No, this is not written for the car guru, it’s for the person who is afraid she’ll get taken because she knows little about cars, repair shops, and how they charge. Used-car buyers especially need to be smart about car repairs.
You may be the kind of person who goes in for an oil change and asks, “Is it time for a tune-up?” Or, “Just do whatever. I want it fixed right.” These are among the 10 things you should never say to your mechanic. If the guy is honest, such remarks will tempt him not to be.
Most important is to know the required maintenance and repair schedule for your particular car. For the former, read the owner’s manual; for the latter, get smart about how parts and labor charges are figured. You can do this with some online resources.
Let’s suppose your 2006 BMW 325i has been in a fender-bender. You aren’t sure if there is more than visible damage. If you didn’t know this before, you’ll soon realize that BMWs are among the most expensive cars to repair.
First, get a friend or someone knowledgeable to recommend one or more repair centers that they have used. Family-owned shops with a community history are reliable; so are many dealerships that are family-owned. Get two or three written estimates and compare them.
Another way to locate a shop is to use the CarGurus Auto Repairs listings. Search by zip code, city, makes serviced, or categories of repair. Reviews are listed for many shops.
There is more to compare than price, of course. Check out 2carpros.com for answers to your specific questions about repair from qualified mechanics. Automd.com can help you estimate repair costs and diagnose what may be needed. Simple repairs, like brake jobs, are the easiest to estimate, naturally. RepairPal.com can help you find a shop.

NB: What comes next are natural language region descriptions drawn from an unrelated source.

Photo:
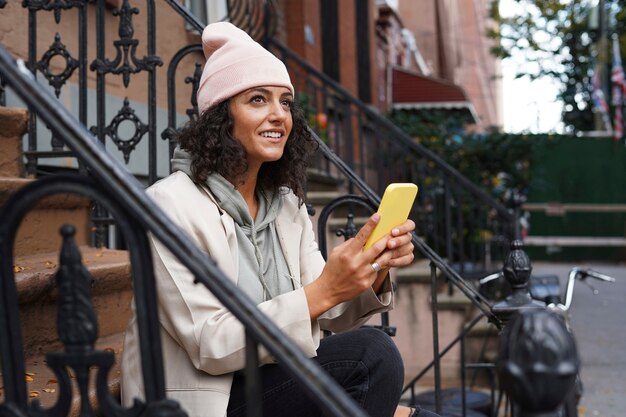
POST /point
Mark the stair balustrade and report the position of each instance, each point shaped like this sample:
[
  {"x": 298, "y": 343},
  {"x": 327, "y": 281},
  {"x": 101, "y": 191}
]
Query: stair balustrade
[
  {"x": 458, "y": 225},
  {"x": 124, "y": 196}
]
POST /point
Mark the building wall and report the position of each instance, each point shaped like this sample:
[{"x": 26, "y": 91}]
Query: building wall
[
  {"x": 304, "y": 15},
  {"x": 451, "y": 36}
]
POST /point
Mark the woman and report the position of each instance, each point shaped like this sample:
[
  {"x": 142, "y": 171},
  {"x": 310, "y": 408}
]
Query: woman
[{"x": 237, "y": 190}]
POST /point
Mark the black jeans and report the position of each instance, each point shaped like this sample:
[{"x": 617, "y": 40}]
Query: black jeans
[{"x": 365, "y": 362}]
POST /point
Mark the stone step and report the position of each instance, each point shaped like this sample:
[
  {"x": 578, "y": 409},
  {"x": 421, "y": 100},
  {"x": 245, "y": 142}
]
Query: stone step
[
  {"x": 39, "y": 230},
  {"x": 111, "y": 293},
  {"x": 42, "y": 383},
  {"x": 13, "y": 125}
]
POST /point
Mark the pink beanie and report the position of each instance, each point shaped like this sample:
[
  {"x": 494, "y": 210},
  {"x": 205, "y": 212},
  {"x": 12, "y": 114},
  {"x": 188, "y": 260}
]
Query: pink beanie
[{"x": 235, "y": 63}]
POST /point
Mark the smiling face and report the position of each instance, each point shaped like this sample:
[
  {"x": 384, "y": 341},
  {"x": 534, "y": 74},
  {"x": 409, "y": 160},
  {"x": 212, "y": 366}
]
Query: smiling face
[{"x": 262, "y": 123}]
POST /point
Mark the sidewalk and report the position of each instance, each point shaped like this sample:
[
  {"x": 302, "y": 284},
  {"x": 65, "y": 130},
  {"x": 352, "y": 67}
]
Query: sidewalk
[{"x": 599, "y": 324}]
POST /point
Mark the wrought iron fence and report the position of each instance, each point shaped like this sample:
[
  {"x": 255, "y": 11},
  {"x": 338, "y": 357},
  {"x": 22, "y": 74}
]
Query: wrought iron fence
[
  {"x": 121, "y": 193},
  {"x": 459, "y": 220},
  {"x": 457, "y": 223}
]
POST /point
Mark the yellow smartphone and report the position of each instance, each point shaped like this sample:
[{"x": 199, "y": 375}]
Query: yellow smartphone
[{"x": 394, "y": 209}]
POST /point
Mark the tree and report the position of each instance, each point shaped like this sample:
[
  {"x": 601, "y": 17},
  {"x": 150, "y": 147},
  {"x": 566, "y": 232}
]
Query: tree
[{"x": 558, "y": 39}]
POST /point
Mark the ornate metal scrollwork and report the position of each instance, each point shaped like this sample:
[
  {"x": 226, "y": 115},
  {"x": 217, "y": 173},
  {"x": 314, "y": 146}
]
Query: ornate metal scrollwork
[
  {"x": 56, "y": 80},
  {"x": 53, "y": 5},
  {"x": 194, "y": 80},
  {"x": 126, "y": 113},
  {"x": 126, "y": 61}
]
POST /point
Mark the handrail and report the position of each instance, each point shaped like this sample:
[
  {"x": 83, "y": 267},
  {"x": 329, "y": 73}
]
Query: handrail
[
  {"x": 479, "y": 300},
  {"x": 123, "y": 186},
  {"x": 399, "y": 133}
]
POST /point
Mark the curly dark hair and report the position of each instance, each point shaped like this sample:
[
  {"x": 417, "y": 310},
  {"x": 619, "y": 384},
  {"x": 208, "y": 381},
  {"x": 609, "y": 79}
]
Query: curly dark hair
[{"x": 212, "y": 147}]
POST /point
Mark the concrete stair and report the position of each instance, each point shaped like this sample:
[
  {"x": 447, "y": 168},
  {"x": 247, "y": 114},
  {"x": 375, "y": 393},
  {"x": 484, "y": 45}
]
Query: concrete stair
[
  {"x": 36, "y": 258},
  {"x": 412, "y": 315}
]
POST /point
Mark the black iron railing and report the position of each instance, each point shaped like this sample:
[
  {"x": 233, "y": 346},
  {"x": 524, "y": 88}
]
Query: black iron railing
[
  {"x": 111, "y": 183},
  {"x": 458, "y": 219},
  {"x": 458, "y": 224}
]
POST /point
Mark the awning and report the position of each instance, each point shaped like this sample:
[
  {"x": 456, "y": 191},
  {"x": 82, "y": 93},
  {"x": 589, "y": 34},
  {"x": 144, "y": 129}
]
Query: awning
[{"x": 411, "y": 91}]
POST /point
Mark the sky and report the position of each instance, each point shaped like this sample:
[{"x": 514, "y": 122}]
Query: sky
[{"x": 529, "y": 106}]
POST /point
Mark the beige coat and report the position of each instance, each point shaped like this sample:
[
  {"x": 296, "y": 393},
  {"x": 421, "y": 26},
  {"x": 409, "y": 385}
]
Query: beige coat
[{"x": 203, "y": 343}]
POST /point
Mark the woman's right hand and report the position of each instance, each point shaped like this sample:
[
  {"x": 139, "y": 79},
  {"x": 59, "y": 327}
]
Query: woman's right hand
[{"x": 348, "y": 271}]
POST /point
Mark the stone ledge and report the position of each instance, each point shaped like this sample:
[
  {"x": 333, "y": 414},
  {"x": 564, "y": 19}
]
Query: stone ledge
[
  {"x": 9, "y": 185},
  {"x": 34, "y": 276}
]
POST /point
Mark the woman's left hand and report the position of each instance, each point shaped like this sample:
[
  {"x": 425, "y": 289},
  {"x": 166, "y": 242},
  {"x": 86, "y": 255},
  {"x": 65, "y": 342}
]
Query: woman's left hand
[{"x": 398, "y": 253}]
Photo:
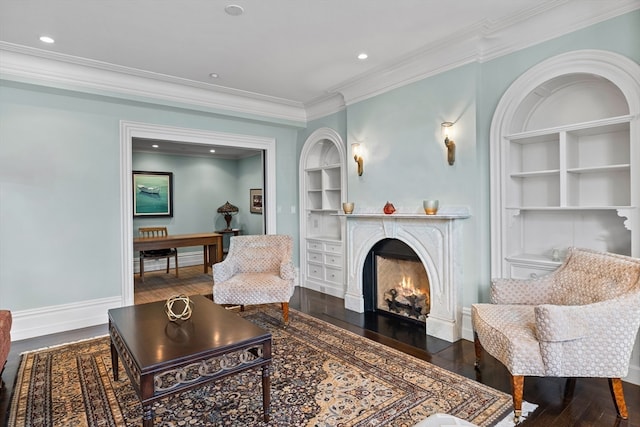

After they finally find a garage they’re happy with, most people will stick with it and give the same shop all their business. That’s a good idea, as they will get to know your car and possibly give you a break on future work. You really do form a relationship with these folks, which is the best way to ensure that you get good work at a good price.
So, back to your 325i: Here’s another site that lists typical trouble areas and estimated repair costs for the 3 Series. As in buying a used car with our DealFinder, use all your resources and you won’t get stung—or keel over when the estimates roll in.
Have you used any online resources for car-repair help? Would you recommend any of them to a friend?